I called my husband from work. He said, “I’ll have the champagne ready when you get home.” But then I started wondering if some family member or friend had stumbled across my book and bought it. Plus, it was a Wednesday night. Did I really want to drink a whole bottle of champagne on a work night? I called my husband back and said, “Let’s save it for the weekend.” Then, just before I left work that day, I checked one more time, and this time, I also clicked on the sales report for the UK. Two sales in the UK! I had sold three books, and two of them in the UK! I called my husband back. It was time to celebrate!

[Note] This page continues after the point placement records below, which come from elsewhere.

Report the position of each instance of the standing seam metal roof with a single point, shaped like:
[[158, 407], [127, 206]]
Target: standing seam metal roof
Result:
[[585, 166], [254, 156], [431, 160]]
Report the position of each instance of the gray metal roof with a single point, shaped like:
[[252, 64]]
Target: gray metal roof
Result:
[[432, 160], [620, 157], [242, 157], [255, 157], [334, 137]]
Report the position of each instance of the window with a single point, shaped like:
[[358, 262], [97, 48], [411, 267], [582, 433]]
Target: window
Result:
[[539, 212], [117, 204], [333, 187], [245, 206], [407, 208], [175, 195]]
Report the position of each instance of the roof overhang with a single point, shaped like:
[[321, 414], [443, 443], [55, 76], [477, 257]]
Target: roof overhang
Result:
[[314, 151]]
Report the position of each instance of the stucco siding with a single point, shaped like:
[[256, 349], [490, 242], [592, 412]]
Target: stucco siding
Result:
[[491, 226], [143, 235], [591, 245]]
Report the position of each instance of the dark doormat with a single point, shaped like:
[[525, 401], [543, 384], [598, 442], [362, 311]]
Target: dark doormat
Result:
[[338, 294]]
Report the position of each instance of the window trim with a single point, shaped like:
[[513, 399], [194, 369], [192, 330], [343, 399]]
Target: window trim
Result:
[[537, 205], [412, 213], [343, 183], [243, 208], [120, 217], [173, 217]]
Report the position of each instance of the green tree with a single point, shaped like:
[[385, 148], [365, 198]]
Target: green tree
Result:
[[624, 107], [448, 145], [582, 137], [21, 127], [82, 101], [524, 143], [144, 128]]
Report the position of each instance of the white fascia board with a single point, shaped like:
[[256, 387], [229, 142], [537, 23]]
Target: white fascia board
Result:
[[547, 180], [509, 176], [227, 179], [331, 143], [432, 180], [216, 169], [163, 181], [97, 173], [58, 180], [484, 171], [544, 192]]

When I got home, he had made my favorite food, popovers. And mac and cheese. And we opened the cava and toasted those strangers who decided to take a chance on an author they’d never heard of before! The kids had juice. And of course, they wouldn’t eat the homemade mac and cheese because they prefer the instant Kraft kind that you cook in the microwave. Kids always help keep your life in perspective. I’m Julie Christensen, author, seller of three books, and mother of fussy eaters. Amen!

Thursday, February 11, 2010

Let Your Money Do The Talking And Your Feet Do The Walking

Yesterday I received a letter from Citibank, which said that in order to maintain their profits “amid the rising cost of doing business” (ie: consumer protection laws) they were adding a $60 annual fee unless I spent $200/month on their credit card. For all these years, they’ve been charging interest rates of 18-25% and they now want to also charge everyone an annual fee? I’ve had that card for 21 years. It was my first credit card, and for many, many years, my only credit card. This morning, I called Citibank,
reached someone in India, and canceled my card. I was nostalgic for the 22-year old me who first walked into the Citibank on Myrtle Avenue in Brooklyn, NY and signed up for that card. But it doesn’t pay to be sentimental when you are dealing with loan sharks. It took the man across the world in India just a couple of minutes to close my account. As he hung up, he said, “Thank you for choosing Citibank.”

Wells Fargo has been my bank for 12 years. I even got my mortgage through them. About a year ago, for the first time ever, I bounced a check. It was my mistake. I had the money, but I’d forgotten to transfer it from savings to checking. I realized the very next day, but by then I already had two overdrafts. I called Wells Fargo and explained everything. Talked to the bankers and fixed everything. I thought. But what the bankers didn’t tell me was that Wells Fargo had opened a line of credit in my name and used that money to cover the bounced check. I don’t always read my bank statements carefully. So it was a few months before I realized what was going on. By then, I had already paid over $200 in interest. I went in person to the bank, explained what had happened to a banker, and she said, “This will teach you to read your mail.” She was rude, condescending, and unapologetic.

Today, the New York Times reported that John Stumpf (see pic at right),
head of Wells Fargo, earned $18.7 million in 2009, up 64% from his salary in 2007, and double what Lloyd Blankfein at Goldman Sachs earned this year.

Wells Fargo has made their last dime on hidden fees from me. Last week, I moved my accounts over to a regional bank. When the regional bank’s banker heard my tail of woe about the interest charges on the line of credit, she said, “I thought it was illegal to open a line of credit without your permission.” It probably was, but how am I going to fight some fine print written by an army of Wells Fargo MBAs? Wouldn’t it be great if a great collective unconscious drove everyone to move their money out of Wells Fargo? In the meantime, John Stumpf is probably basking in the sun somewhere warm, laughing at how he nickeled and dimed his customers into the poor house while he lives like a king.